How to configure the train-test split of a classification or regression app?

This guide will show you how to configure the train-test split of classification and regression apps.

This guide will show you how to configure the train-test split of classification and regression apps

Note: For more information about the train-test split, see here.

Configuring the train/test split

    Train/test split can be configured for classification and regression apps as part of the app creation process.

    Choose your dataset, then the column that you want to predict, and then confirm the recommended prediction type from the three options shown:

    • Predict a numeric value (regression)

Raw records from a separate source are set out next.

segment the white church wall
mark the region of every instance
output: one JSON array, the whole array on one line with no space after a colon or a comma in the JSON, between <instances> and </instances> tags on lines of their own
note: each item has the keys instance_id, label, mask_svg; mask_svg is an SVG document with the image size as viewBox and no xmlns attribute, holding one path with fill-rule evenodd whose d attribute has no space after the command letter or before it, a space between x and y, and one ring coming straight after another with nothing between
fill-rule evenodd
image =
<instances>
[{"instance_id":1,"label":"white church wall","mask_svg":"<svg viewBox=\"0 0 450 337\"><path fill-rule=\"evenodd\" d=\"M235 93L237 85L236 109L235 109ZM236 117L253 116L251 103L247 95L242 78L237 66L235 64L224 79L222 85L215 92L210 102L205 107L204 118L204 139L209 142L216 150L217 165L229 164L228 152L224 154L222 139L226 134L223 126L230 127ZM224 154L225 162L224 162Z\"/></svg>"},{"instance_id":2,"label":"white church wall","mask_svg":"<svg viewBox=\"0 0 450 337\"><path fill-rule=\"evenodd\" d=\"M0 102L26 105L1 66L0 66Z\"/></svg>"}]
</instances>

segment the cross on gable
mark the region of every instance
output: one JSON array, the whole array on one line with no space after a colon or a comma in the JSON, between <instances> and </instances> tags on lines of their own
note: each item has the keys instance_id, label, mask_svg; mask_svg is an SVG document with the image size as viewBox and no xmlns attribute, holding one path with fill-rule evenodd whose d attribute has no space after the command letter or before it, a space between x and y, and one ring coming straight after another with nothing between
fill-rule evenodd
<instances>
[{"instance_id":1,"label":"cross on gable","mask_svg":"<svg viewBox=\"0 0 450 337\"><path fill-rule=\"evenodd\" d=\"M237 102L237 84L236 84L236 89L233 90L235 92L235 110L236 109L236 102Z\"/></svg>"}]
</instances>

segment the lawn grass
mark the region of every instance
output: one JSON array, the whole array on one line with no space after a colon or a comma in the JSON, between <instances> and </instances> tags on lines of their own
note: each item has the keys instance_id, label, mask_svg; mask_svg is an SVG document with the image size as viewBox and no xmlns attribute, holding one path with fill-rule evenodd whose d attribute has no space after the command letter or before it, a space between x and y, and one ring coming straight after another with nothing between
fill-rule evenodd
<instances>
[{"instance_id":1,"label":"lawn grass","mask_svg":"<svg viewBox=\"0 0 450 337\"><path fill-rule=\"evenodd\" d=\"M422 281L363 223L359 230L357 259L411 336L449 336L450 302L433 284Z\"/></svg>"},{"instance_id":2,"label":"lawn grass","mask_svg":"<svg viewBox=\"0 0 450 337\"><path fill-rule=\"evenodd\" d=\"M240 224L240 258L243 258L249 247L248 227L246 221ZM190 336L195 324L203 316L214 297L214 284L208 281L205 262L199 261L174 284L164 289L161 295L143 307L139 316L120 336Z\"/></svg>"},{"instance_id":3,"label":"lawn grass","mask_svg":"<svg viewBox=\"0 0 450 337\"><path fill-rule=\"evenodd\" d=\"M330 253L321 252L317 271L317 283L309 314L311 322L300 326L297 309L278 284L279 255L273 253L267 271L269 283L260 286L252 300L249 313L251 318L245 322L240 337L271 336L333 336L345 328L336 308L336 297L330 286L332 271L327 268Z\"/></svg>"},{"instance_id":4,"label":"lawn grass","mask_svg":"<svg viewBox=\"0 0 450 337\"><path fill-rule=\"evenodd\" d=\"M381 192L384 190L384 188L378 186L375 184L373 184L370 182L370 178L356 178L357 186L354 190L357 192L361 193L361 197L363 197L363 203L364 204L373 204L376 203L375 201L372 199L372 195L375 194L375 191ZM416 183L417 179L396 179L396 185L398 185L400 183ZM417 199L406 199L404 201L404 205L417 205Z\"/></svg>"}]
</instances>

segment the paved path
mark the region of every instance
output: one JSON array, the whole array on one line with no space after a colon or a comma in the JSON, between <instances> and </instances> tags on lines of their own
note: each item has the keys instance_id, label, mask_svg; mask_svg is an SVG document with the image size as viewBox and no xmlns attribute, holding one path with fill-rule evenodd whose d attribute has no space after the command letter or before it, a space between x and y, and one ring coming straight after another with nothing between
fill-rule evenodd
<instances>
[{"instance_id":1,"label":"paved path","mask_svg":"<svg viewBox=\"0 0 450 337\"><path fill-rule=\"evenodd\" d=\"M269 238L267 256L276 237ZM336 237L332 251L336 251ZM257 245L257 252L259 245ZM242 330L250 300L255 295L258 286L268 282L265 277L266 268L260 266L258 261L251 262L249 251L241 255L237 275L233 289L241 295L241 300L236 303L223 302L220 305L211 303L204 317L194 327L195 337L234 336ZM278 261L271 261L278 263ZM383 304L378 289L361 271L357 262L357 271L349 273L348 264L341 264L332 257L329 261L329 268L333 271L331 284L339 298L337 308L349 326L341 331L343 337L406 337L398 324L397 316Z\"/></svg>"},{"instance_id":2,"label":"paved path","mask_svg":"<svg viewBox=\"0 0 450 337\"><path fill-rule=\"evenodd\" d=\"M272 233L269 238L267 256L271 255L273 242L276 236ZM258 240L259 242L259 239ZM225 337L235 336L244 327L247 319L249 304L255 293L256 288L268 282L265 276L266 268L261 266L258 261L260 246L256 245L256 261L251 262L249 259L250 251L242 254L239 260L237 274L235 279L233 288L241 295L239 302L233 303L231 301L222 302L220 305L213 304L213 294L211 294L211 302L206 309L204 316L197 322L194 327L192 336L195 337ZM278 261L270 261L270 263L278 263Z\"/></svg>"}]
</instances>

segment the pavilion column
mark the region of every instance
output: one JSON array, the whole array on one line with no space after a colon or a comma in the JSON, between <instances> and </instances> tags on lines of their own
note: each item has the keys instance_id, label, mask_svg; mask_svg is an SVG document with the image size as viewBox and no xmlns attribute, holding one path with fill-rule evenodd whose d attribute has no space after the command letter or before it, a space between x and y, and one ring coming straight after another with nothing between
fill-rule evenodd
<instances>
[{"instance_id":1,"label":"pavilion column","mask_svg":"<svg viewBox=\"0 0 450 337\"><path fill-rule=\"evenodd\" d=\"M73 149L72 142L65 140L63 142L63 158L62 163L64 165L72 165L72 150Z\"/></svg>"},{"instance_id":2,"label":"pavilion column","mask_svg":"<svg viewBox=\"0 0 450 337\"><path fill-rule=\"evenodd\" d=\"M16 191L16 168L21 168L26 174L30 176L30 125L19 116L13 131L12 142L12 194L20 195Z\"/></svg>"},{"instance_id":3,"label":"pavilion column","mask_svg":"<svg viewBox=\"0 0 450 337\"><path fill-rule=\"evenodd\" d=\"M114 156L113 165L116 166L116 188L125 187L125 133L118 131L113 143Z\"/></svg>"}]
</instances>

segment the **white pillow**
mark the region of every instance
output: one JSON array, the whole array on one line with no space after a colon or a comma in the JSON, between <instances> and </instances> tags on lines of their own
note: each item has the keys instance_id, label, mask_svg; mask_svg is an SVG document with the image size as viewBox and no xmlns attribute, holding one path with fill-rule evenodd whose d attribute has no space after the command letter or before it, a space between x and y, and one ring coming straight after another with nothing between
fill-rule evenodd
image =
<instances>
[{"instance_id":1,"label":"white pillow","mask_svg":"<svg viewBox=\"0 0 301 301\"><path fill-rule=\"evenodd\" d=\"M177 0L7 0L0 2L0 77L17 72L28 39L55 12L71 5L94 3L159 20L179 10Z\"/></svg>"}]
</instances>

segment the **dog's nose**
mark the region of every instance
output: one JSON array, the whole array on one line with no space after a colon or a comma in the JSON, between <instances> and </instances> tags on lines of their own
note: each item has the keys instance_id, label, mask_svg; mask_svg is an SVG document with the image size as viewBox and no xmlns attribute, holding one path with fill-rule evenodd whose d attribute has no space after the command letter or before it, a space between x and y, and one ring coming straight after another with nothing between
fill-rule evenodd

    • Predict a label from a list of labels (multi-class classification)

    • Answer a yes/no question (binary classification)

    This process is explained further in this article.

    Then in the final step, click on “Additional Configurations” to expand it. You will see a slider to choose the train/test split:

    train_test_split

      If you are a user with more experience in train/test split configuration, you can choose the desired train/test split by dragging the slider.

      The slider shows the percentage of data to be used for train portion. The rest of the data is used as the test portion for evaluation.

      For the regression, i.e., “predict a numeric value”, the allowed range for train percentage is 1 to 99.

      For the other options i.e., binary and multiclass classification, the allowed range for train percentage depends on the number of instances of the least frequent class label. This is to guard against undesirable failures in the model-training process. If you choose a train percentage that is too high or too low, you will not be able to proceed further. You will see an error message instructing to you the allowed range for train percentage for your dataset:

      image-20220824-131836

      Caution: Once an app is created, users cannot change the train-test split ratio.